Ca fait plus de six ans qu'on est plus ensemble. Suis-je stupide de toujours creuser dans son coeur pour y trouver une flamme ? On s'était bien dit que l'on attendrais plus rien de l'autre, c'était dans le contrat. Des amis, nous devions juste être des amis. Bien sur, pour moi, ce n'était qu'une excuse pour pouvoir me prendre un petit shoot d'émotions de temps à autres, mais qui ne l'aurait pas fait. Quand tu connais quelque chose de fort, tu peux pas lâcher l'affaire tout de suite. Et puis malgré son détachement j'ai toujours eu la sensation qu'il lui restait un petit quelque chose dans le fond de son cœur. Pour moi c'était juste un moyen de nous sentir encore un peu vivant. Aujourd'hui… Je crois qu'il ne reste plus rien... "Nous"...  Je suis mort une seconde fois.


Peinture à L'eau

  Il fait chaud. Je me rafraichi en buvant une bière dans le jardin. Il me semble que je vais bien. Le ciel, lui, est gris et les nuages, tourmentés. Je m'allonge dans l'herbe et j'attends la pluie. je n'ai pas eu le temps de m'endormir. Après quelques minutes les premières gouttes se font déjà sentir. Quelques minutes passe comme ça. Il pleut. Un vent froid s'est levé et par de douces caresses, il me rappelle que je devrais rentrer chez moi. Je suis assis là avec ma bière vide dans la main. La pluie s'écoule le long de mes joues. Comme les larmes que j'aurais du pleurer. Au final elles ne sont jamais venues. Je l'écrirai dans une chanson. J'ai froid. Ma chemise est mouillée et me colle à la peau. Je range ma serviette et rassemble en vitesse mes affaires. L'orage gronde. Je fume une dernière cigarette avant de me mettre au sec. Je préfère contempler encore un peu le ciel. Il est beau aujourd'hui. 

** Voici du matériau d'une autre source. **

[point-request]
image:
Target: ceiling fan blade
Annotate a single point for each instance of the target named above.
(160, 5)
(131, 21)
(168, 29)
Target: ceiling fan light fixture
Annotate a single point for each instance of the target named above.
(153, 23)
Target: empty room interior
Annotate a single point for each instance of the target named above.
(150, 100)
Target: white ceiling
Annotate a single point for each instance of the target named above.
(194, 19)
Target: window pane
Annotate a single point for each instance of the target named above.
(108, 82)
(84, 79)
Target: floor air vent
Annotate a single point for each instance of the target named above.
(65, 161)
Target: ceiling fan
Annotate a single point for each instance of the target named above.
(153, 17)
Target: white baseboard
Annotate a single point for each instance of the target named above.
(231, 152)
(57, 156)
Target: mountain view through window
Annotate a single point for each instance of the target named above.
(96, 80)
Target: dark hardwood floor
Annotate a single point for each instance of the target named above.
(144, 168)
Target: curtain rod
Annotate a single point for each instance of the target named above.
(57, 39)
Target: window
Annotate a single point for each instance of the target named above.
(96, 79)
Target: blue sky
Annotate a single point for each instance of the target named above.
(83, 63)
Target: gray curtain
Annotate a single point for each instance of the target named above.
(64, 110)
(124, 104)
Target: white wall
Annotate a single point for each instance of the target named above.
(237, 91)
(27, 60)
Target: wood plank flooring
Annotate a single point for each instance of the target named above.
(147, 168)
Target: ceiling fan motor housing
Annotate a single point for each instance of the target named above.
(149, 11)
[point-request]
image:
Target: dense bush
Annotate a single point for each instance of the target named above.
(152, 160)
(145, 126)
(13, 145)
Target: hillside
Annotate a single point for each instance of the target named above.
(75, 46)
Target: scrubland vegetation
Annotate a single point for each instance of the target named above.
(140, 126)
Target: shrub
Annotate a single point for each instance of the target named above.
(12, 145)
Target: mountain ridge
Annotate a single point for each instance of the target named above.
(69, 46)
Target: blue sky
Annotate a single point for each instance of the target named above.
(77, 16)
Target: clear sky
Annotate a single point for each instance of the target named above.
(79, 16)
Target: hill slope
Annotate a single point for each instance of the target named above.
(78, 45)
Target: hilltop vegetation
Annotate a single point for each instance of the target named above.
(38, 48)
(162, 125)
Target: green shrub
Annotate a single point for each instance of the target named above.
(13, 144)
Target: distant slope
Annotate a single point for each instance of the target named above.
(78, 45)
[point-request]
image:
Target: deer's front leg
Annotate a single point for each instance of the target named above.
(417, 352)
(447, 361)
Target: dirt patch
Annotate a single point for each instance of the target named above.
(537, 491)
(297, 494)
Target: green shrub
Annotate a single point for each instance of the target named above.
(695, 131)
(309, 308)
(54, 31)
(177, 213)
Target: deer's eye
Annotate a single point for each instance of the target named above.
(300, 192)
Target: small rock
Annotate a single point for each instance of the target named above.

    La porte claque derrière moi. J'ai un petit peu froid maintenant. J'ai un trop trainé sous l'averse. Je pose mes affaires trempée sur l'étendage pour les mettre a sécher. Mon tabac a pris l'eau lui aussi. Derrière la fenêtre, c'est une pluie presque tropicale qui se déverse sur la ville. De temps à autres, les éclairs inondent la pièce de lumière. Le bruit de la pluie battante est entrecoupé de grondements inquiétants. Je met un peu d'eau à chauffer et allume une cigarette. En attendant que le thé infuse, je consulte mes messages et mes mails. Comme d'habitude, je n'ai aucune nouvelle. Du moins, rien d'important. Ma cigarette se consume et la pièce se remplit d'une épaisse brume. Je lance au hasard une playlist de jazz. Les américains appelle cela du *Noir L.A. Jazz* comme si pour eux dire "Noir" en français rendait le noir plus noir encore qu'il ne l'est déjà. Mais je crois que je comprends ce qu'ils insinuent. Toujours est-il que ça colle particulièrement bien avec le temps qu'il fait et me plonge dans de drôles de rêveries. Perdu dans mes songes j'ai oublié le thé ! Il va être trop amer. Je me verse une grande tasse et passe a la cuisine pour y chercher du miel et du lait. A cause des nuages on dirait presque qu'il fait nuit. La musique défile emportant mes pensées doucement au rythme du saxophone tandis que L'écran de l'ordinateur projette une douce lumière colorée sur les murs de la chambre. Je plonge peu un peu dans une profonde somnolence, emporté par la musique lancinante et la chaleur de l'été.